Break Out of Your Rut
Try a new activity, class, or machine to shake your muscles out of complacency. The more you repeat a certain activity, the more efficient your muscles become, so you burn fewer calories. Can’t sever your attachment to the treadmill? Change the incline to increase intensity and vary the movement: "You get the same results from a three-mile-per-hour walk on a treadmill at a six percent incline — and get the same calorie burn — as from running on a flat surface at a quicker pace," Brooks says.
Focus for Results
Reality check: Do you bring stacks of stuff to read while you’re on the bike? "If you can focus on something else while you’re working out, you’re not doing it hard enough," Kaehler says. Listening to music is fine, however; the tunes you pick can actually help you kick up your effort.

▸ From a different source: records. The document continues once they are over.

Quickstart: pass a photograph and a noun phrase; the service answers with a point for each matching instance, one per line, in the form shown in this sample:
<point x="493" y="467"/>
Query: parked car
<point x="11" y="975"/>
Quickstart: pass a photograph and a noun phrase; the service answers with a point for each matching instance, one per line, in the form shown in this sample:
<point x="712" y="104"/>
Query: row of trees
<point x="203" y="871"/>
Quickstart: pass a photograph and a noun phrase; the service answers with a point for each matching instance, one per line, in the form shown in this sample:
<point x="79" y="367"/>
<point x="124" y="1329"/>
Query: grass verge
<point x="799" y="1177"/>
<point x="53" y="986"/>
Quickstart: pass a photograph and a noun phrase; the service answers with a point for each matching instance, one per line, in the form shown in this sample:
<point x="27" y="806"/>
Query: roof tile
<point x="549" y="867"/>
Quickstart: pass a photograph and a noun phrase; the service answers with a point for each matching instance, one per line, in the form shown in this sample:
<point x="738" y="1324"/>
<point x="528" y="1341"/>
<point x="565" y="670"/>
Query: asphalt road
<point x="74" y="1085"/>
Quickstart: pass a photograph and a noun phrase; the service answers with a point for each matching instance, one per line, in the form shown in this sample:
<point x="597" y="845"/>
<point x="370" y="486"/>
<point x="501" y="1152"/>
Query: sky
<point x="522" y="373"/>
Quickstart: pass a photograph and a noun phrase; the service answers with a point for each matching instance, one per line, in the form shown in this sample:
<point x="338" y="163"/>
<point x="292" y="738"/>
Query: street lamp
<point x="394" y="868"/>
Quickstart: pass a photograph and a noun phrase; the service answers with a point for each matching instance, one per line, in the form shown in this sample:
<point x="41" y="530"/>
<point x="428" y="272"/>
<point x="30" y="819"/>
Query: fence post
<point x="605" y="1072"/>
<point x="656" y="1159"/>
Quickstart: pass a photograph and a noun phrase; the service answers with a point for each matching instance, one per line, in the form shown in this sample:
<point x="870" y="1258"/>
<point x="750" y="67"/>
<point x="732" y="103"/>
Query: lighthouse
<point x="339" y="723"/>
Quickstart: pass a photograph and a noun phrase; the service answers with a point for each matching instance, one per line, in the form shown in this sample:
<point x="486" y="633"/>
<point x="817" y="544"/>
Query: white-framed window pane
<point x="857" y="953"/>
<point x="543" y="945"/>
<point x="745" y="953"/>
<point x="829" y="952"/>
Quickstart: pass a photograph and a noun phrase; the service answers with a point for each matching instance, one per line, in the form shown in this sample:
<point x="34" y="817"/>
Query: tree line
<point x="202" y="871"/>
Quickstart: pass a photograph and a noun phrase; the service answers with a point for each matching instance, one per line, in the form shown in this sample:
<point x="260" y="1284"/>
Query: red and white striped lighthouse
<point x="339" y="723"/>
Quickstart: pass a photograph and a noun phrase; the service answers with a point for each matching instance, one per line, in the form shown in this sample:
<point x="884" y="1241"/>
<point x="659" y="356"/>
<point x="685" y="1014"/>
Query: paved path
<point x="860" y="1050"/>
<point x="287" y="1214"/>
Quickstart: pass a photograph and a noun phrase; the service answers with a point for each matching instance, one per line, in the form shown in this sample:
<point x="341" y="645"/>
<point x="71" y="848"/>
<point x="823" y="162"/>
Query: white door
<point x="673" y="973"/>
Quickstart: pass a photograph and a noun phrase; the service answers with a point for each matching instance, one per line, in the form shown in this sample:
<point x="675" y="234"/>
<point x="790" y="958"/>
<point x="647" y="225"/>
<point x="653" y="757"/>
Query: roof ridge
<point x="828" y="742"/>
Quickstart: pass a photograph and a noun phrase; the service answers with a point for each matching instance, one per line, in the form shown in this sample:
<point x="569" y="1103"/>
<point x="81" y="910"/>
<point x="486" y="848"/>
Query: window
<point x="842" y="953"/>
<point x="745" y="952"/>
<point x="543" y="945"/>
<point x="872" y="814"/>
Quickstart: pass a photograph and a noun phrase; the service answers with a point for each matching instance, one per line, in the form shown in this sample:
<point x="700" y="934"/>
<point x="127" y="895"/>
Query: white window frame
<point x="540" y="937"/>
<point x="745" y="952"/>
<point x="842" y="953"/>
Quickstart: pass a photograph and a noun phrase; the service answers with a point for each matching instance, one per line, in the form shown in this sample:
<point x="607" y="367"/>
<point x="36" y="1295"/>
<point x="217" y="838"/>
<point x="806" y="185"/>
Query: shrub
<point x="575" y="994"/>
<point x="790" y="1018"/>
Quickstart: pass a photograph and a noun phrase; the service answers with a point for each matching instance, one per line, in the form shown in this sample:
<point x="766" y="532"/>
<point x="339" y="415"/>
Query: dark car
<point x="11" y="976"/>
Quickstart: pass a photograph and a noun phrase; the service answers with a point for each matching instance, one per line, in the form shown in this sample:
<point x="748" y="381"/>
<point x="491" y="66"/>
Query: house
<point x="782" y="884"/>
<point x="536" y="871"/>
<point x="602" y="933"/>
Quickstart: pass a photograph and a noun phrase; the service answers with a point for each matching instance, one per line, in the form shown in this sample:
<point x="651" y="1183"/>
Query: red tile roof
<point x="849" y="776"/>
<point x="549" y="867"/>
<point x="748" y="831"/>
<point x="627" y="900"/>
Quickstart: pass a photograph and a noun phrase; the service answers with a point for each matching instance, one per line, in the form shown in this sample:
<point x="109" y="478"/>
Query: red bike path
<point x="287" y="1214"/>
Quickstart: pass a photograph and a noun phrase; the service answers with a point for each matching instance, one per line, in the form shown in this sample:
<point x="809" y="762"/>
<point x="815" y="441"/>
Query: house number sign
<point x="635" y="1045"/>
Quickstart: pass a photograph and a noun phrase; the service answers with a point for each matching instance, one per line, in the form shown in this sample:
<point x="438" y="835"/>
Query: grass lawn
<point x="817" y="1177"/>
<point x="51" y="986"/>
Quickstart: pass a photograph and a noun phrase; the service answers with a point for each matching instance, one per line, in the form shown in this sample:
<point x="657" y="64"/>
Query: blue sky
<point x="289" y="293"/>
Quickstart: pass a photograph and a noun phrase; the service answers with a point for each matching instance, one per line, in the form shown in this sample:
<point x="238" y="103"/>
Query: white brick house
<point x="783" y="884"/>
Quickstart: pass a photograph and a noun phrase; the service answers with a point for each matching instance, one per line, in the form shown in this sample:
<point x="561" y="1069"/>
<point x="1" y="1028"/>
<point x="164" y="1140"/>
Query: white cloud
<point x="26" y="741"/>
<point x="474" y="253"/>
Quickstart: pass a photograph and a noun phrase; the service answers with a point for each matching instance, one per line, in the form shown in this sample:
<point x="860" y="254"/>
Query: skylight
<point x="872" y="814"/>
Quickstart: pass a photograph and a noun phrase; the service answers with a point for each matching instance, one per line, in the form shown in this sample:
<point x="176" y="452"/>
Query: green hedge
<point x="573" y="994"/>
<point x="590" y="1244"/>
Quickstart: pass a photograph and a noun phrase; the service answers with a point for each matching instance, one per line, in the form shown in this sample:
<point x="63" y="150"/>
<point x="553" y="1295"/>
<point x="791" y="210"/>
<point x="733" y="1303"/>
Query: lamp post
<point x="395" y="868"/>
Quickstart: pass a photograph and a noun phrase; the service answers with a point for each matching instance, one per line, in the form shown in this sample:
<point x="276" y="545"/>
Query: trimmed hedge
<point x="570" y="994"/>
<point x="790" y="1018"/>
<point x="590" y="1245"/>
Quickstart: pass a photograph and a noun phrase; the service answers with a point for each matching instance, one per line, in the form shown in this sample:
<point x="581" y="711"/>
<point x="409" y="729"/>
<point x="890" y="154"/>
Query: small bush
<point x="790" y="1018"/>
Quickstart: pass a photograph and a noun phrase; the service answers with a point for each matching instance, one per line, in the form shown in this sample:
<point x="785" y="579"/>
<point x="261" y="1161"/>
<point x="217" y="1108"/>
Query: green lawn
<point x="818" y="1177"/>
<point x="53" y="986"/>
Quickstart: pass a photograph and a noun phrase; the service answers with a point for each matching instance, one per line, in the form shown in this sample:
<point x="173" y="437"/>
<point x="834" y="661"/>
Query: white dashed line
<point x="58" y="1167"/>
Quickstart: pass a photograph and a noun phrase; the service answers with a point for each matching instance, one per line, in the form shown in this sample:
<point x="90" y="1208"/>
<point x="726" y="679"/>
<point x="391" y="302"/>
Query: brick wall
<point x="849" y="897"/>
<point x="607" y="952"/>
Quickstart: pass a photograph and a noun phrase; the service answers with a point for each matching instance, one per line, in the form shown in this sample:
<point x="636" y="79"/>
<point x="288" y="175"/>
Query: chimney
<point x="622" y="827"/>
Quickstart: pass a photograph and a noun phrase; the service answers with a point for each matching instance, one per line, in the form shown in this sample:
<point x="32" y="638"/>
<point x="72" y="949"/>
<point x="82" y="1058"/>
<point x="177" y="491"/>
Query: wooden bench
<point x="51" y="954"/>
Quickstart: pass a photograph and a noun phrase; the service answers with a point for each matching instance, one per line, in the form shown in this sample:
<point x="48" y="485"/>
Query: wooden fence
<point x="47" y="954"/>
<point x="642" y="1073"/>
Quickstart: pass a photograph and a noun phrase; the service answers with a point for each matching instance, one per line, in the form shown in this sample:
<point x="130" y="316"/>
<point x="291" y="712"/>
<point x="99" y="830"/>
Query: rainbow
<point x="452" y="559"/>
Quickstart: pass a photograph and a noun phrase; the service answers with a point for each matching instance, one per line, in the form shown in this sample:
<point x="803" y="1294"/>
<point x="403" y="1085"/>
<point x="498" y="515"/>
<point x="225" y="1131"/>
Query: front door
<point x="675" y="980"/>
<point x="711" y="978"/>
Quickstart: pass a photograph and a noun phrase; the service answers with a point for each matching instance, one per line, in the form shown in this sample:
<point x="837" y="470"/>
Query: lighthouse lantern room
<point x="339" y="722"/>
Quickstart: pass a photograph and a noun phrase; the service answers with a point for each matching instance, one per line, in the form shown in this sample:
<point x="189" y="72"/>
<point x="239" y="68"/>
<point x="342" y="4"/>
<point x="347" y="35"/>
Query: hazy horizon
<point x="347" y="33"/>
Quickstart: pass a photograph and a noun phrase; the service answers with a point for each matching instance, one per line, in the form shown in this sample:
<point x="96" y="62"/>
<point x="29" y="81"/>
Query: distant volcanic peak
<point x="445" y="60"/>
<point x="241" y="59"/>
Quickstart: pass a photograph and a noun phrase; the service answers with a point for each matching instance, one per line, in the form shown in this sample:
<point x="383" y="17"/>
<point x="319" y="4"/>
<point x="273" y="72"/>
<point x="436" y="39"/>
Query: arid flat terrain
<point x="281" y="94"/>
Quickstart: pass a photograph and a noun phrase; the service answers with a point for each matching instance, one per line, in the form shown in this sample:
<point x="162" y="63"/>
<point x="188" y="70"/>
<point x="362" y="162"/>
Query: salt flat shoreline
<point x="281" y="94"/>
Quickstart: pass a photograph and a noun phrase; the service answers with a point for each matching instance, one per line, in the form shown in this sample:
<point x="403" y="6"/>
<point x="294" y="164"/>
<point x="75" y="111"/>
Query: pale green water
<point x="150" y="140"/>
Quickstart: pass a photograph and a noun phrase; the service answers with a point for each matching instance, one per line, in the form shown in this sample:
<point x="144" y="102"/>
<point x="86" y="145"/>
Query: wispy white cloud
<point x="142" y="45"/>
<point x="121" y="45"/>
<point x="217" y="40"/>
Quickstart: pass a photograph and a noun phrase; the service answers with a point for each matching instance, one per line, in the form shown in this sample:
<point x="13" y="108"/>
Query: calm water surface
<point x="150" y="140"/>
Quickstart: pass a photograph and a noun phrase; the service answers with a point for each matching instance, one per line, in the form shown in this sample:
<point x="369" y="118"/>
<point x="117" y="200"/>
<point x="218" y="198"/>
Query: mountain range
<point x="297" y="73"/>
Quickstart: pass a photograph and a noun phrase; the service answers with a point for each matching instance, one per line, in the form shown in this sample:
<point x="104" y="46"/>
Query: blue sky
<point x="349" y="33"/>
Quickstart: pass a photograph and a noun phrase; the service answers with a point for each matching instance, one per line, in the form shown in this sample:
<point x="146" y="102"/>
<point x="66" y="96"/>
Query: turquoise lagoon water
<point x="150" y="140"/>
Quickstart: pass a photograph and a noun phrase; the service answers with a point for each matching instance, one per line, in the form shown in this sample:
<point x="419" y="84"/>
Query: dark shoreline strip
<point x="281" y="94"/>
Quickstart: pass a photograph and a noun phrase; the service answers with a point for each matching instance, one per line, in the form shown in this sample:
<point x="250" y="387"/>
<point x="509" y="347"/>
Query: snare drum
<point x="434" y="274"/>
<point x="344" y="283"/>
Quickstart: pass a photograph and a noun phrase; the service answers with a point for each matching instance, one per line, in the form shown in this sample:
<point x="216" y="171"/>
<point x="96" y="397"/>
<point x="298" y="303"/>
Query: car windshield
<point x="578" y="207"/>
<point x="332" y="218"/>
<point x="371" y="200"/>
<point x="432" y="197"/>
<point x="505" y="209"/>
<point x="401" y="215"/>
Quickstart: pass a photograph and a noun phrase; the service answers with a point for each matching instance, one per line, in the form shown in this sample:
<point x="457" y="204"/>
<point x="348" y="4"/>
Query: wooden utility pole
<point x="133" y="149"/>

Do a Condensed Cardio Session
"Get it out of your mind that cardio has to be 30 to 50 minutes every time to be meaningful," Kaehler says. Alternate two vigorous 20-minute workouts with three or four longer workouts every week. On the two days a week you strength train, do a 20-minute interval workout after you finish the weights. Increase the speed, incline, or resistance every five minutes to keep yourself working. On cardio-only days, break those longer sessions into three or four 15-minute bouts on different machines.
Push Your Comfort Zone
"I see women who walk at the same pace every day," Smith says. "To really see results, you have to push yourself out of your comfort zone at least 10 to 20 percent of the time. I explain it in terms of expressions: You’ve got your happy face on when you’re walking with your girlfriends. Every once in a while, you need that determined face, where you’re almost breathless and thinking, ‘I can do this for only 90 seconds.’ It’s those 90-second spurts that really improve your fitness level."